P. de Villiers : Je ne suis pas sûr que ça se fasse. J'espère que ça ne se fera pas. Il y a maintenant une nouvelle initiative allemande qui est incroyable : le pacte de stabilité. Qu'est-ce que ça veut dire ? C'est un système de sanctions. S'il y avait ce pacte de stabilité en 1997, j'ai fait le calcul : compte tenu du dépassement du déficit français, la France devrait remettre à la Commission 20 milliards de francs comme caution. Plus un pays se trouvera en difficulté, plus on lui mettra la tête sous l'eau. C'est complètement aberrant ! Il est évident que cette Europe va à contresens : là où il faudrait la préférence communautaire, retrouver l'idée de marché commun, on fait le libre-échangisme mondial à tout crin, qui pousse toutes les entreprises à se délocaliser. Là où il faudrait un système monétaire européen, comme l'a dit Giscard, qui avait fait la preuve de son efficacité, on va vers une espèce de monnaie unique qui profitera peut-être aux Allemands…

A. Ardisson : Vous anticipez sur ma question ! Valéry Giscard d'Estaing a-t-il eu raison de proposer l'euro à 7 francs ?

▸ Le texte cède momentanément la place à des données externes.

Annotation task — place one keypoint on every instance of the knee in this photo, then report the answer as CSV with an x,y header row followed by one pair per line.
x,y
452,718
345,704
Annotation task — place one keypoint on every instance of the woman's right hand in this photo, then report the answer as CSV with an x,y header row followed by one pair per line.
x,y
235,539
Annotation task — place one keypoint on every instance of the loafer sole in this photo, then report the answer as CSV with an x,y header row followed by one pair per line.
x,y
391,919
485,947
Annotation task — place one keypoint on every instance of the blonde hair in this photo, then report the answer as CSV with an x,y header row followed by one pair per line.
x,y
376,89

P. de Villiers : Oui. Je pense que Giscard n'est pas allé jusqu'au bout. Je crois que le fond de la pensée de Giscard – c'est d'ailleurs une preuve de courage pour un homme qui avait fait campagne pour Maastricht –, c'est qu'il n'y croit plus. Je crois que Giscard croyait à un équilibre entre la France et l'Allemagne. Depuis, il y a eu la réunification. Il n'y croit plus. Il voit les dangers du franc surévalué. Il perçoit aussi les dangers de la monnaie unique. C'est la raison pour laquelle il avertit les Français, tout en restant au milieu du chemin, en disant : « Attention, la monnaie unique peut être contraire à l'emploi, au retour à l'emploi ». Il faut bien voir aujourd'hui que c'est la grande question qui sera posée à Jacques Chirac, jeudi : les Français ne retrouveront pas la confiance tant qu'on aura un chômage croissant. La cause principale du chômage, c'est la dépense publique, l'absence totale de protection de nos industries de main-d'œuvre contre les délocalisations et ce fameux franc surévalué avec ce chemin forcé vers la monnaie unique.